Stalin’s Communism
Stalin’s Communism
Stalin is the man who took over the Russian revolution and made it work. By 1935 Stalin started relaxing some of the draconian rules governing the economy. He wrote in Leninism the following describing the Soviet economy:
“1. The power of the capitalist class has been overthrown and has been replaced by the power of working class.
“2. The tools and means of production, the land, factories, etc., have been taken away from the capitalists and handed over to the working class and to the peasantry.
“3. The development of production is subordinated, not to the principle of competition and the safeguarding of capitalist profits, but to the principle of planned guidance and systematic improvement of the material and cultural level of toilers.

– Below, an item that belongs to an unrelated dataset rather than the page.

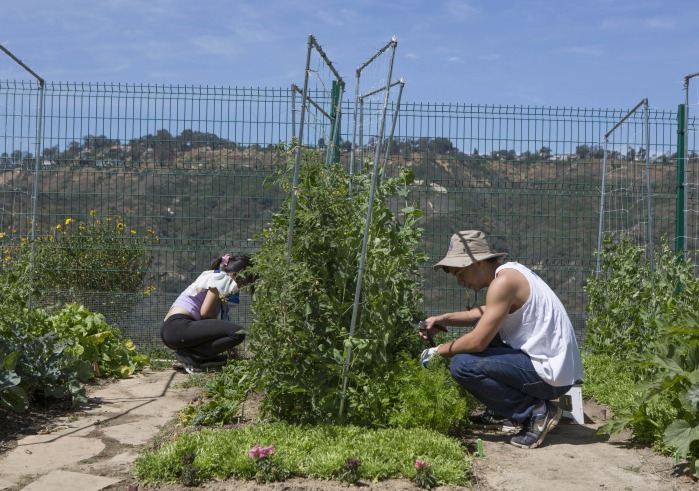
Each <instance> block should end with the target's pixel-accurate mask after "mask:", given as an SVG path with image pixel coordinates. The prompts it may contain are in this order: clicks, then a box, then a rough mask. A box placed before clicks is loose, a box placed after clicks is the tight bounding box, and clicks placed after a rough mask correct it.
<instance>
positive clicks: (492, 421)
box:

“4. The distribution of the national income takes place - in the interest of systematically raising the material position of the workers and peasants, and extending socialist production in town and country.
“5. The systematic improvement of the material position of the toilers and the ceaseless growth of their requirements (purchasing power) - guarantee the working class against crises of overproduction, against the growth of unemployment, etc.
“6. The working class is the master of the country, working not for the capitalist, but for its own class.” - Stalin
Under Soviet Union, the issue of “socialist inequality” can be summarized in two paragraphs.
- No man in the Soviet Union has any individual control of the means of production. A man may accumulate and transfer wealth, but not the means of producing wealth.
- No man on the Soviet Union may exploit labor for private profit. Interest may be paid on bonds, but this interest does not represent private dividends on the use of labor.
By now we know that communism did not work because it was unsustainable. It was just plain utopia. However, Europe was respectful towards Stalin but also quite afraid. Stalin was not just the leader of a national state but of a movement, the Communist International, which had roots in all countries.
Yalta accord between US, UK and Stalin was signed in 1945. By then, the Soviet troops were about 200 miles from Berlin, essentially controlling the east part of Europe which became Eastern Europe under Soviet political control.
The best reference book I found is Inside Europe by John Gunther, a time capsule, the 1938 edition.